As his stunning victory was still sinking in across the US, his supporters got the chance to see him in the Oval Office when he and President Obama met for transition talks two days after election day.
He is the first US president never to have held elected office or served in the military, meaning that he had already made history before he was sworn in as America's 45th president on 20 January 2017.
Much like his candidacy, Donald Trump's presidency has been marked by drama and controversy.
In January 2017, he signed his first executive order, banning travel from seven countries, most with Muslim-majorities. The ban, decried as xenophobic by critics, has been upheld by the Supreme Court.
Months later, he shocked Washington by firing FBI Director James Comey. The sudden dismissal was described as potentially obstructing justice in a subsequent report from Special Counsel Robert Mueller, which probed alleged collusion between the 2016 Trump campaign and Russia. The two-year long investigation did not establish criminal collusion.
Soon after, Mr Trump faced accusations that he had pressured a foreign government to dig up dirt on Democratic rival Joe Biden. The allegations prompted a Democratic-led impeachment inquiry, and Mr Trump became just the third US president in history to be impeached.
But Mr Trump has maintained his loyal base thanks to a number of campaign promises kept. Perhaps his most enduring legacy: nominating three right-wing justices to the Supreme Court, which will shape the country's policies for decades to come.

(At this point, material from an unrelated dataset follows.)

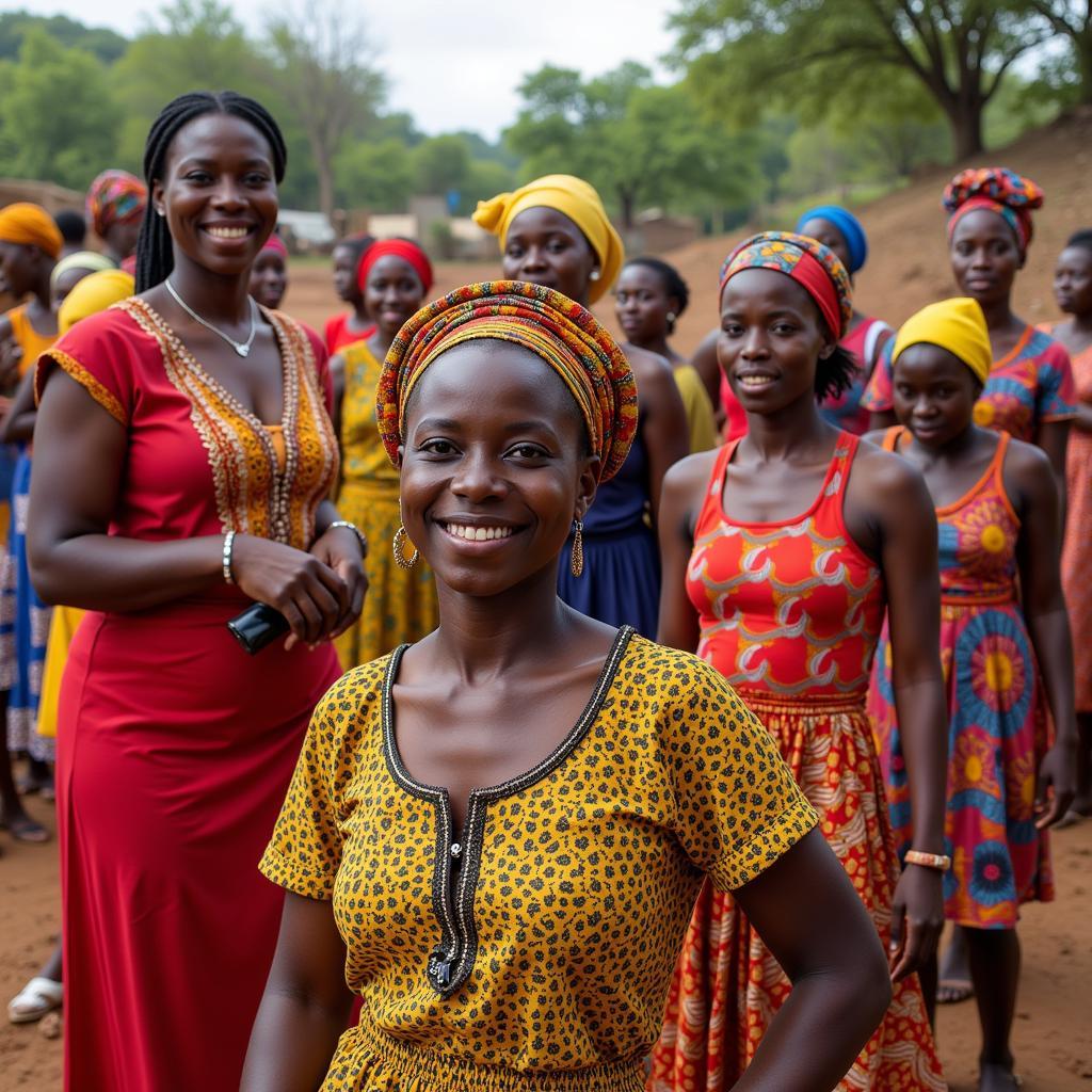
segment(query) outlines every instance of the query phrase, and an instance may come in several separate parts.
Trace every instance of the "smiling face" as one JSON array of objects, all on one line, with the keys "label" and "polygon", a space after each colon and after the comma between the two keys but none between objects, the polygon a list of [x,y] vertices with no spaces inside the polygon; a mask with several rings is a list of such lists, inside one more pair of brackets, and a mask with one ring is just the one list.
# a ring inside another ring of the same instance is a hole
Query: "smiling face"
[{"label": "smiling face", "polygon": [[615,313],[622,332],[634,345],[666,337],[667,313],[678,313],[679,301],[667,295],[664,278],[648,265],[627,265],[618,277]]},{"label": "smiling face", "polygon": [[337,298],[354,307],[360,302],[360,286],[356,280],[356,268],[360,262],[355,248],[347,246],[334,247],[330,256],[334,266],[334,292]]},{"label": "smiling face", "polygon": [[167,217],[176,266],[239,276],[276,226],[269,143],[241,118],[203,114],[170,142],[152,200]]},{"label": "smiling face", "polygon": [[1066,247],[1054,268],[1054,298],[1067,314],[1092,314],[1092,250]]},{"label": "smiling face", "polygon": [[977,209],[961,217],[948,252],[963,295],[984,307],[1008,300],[1023,254],[1012,228],[998,213]]},{"label": "smiling face", "polygon": [[894,363],[899,423],[927,448],[942,448],[970,428],[982,385],[959,357],[939,345],[911,345]]},{"label": "smiling face", "polygon": [[394,340],[402,323],[420,308],[424,298],[425,286],[404,258],[387,254],[368,270],[364,308],[384,340]]},{"label": "smiling face", "polygon": [[589,281],[600,268],[584,233],[556,209],[524,209],[508,228],[503,271],[508,281],[526,281],[586,305]]},{"label": "smiling face", "polygon": [[744,270],[724,286],[716,359],[748,413],[814,402],[816,368],[834,348],[819,308],[784,273]]},{"label": "smiling face", "polygon": [[288,266],[284,254],[263,250],[250,268],[250,295],[262,307],[276,310],[288,290]]},{"label": "smiling face", "polygon": [[490,596],[544,572],[595,494],[577,403],[518,345],[477,341],[436,360],[411,396],[402,519],[437,580]]}]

His 2020 election year has been dominated by the coronavirus pandemic. He has faced intense criticism for his handling of the crisis, as the US leads the globe in deaths and infections. The voracious campaigner was even forced to take a break from the trail in October, after he was diagnosed with Covid-19 himself.
Now American voters are deciding whether to give him a second term or put Mr Biden in the White House in his place.